I see there’s a few likes coming in, which I assume means those people who have joined. Cool. <laugh>. thanks. All the questions everyone. It’s great to, great to see engagement and thanks so much Brian. It’s been really informative, really interesting. yeah, it building some very cool stuff there and it’s great to see to get all this info. cool. Shall we get the quiz? Get the quiz going. <inaudible>, you wanna get to the next slide? Cool. Oh, three questions today. It looks like we have 14 players in there. Great. So there’ll be a time limit on the questions. The faster you answer, the more points you get and we’ll see In the 2022 D o K report, what percentage of revenue did most organizations attribute to running data on Kubernetes? Obviously you have to have read the report for this, I suppose <laugh>. but yeah, pop answers in there if you, you’re on so quicker you get more points, assuming it’s correct. Of course.

(49:51):

Cool. Well, three people got it right, 11 to 20%. Let’s see, that’s the leaderboard. Earthman up on top. Cool. whoever gets top score here can just send me your postal address so we can get a t-shirt and rt. Okay, next question. What percentage of data workloads are most organizations found to be running on Kubernetes? Is that less than 10? 10 to 24%, 25 to 49, 50 to 74 or 75 to a hundred. Oh, no one got it. Right. I think the questions are a bit, maybe a bit too difficult this month. <laugh> leaderboard, no changes there. And I think there’s one more question, question three of three.

(50:58):

Last question. What did most organizations report in terms of productivity while running D O K? no. More or less. 10% increase, 50% increase, two times increase or over two times more productive. this report is available on dok community — There’s a link to it. it’s great. Industry report from 2022. 50% increase. Correct. Four people got that right. Let’s see the final leaderboard then. And what does this mean? Snuggles by a long way. 1 676 points.
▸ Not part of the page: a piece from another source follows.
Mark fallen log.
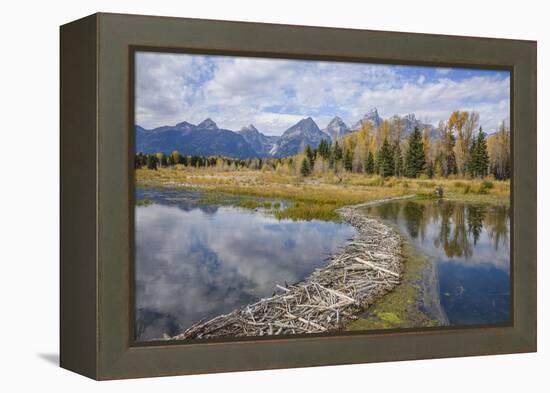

Nice work. snuggles, I’m not sure what your real name is unless your real name is snuggles, but it is, that’s pretty cool. that’s very cool name. if you could just pop me a message with your with your postal address your name and postal address and a phone number. ’cause that’s good to include in that. you can just find me on the DK Slack or [email protected].

(52:02):

 you can drop me a email there. or Slack, whichever’s easier for you, Jeff. We’ll get a t-shirt to send off to you. Thanks so much everyone. the recording of this will be up on YouTube in a little bit later, later today, later this week kind of thing. And there’ll be a recap post with answers to questions from Brian on our, on our website. I see Brian has been answering questions in the chat, so that’s great. we can use that and then if there’s any others that’s that. But yeah, thank you. Thank you everyone for joining. I really appreciate it. I feel like maybe it’s, there seems to be a lot of conversation going on the chat. It might be worth just keeping this zoom open for a bit for that <laugh>. I’m happy to, I’m happy to do that. we can just, you know, keep it muted and just so anyone people are still chatting, I’m happy to leave that. So maybe we’ll do that for a few minutes until that’s over. But yeah, thanks everyone and thank you so much Brian. it’s great to, great to have you. And yeah, remember next month’s town hall, go to the meetup group and you can register on there. See you, see you all bit again. Appreciate it. Cool. We’ll leave this zoom open for a bit if people wanna answer questions there.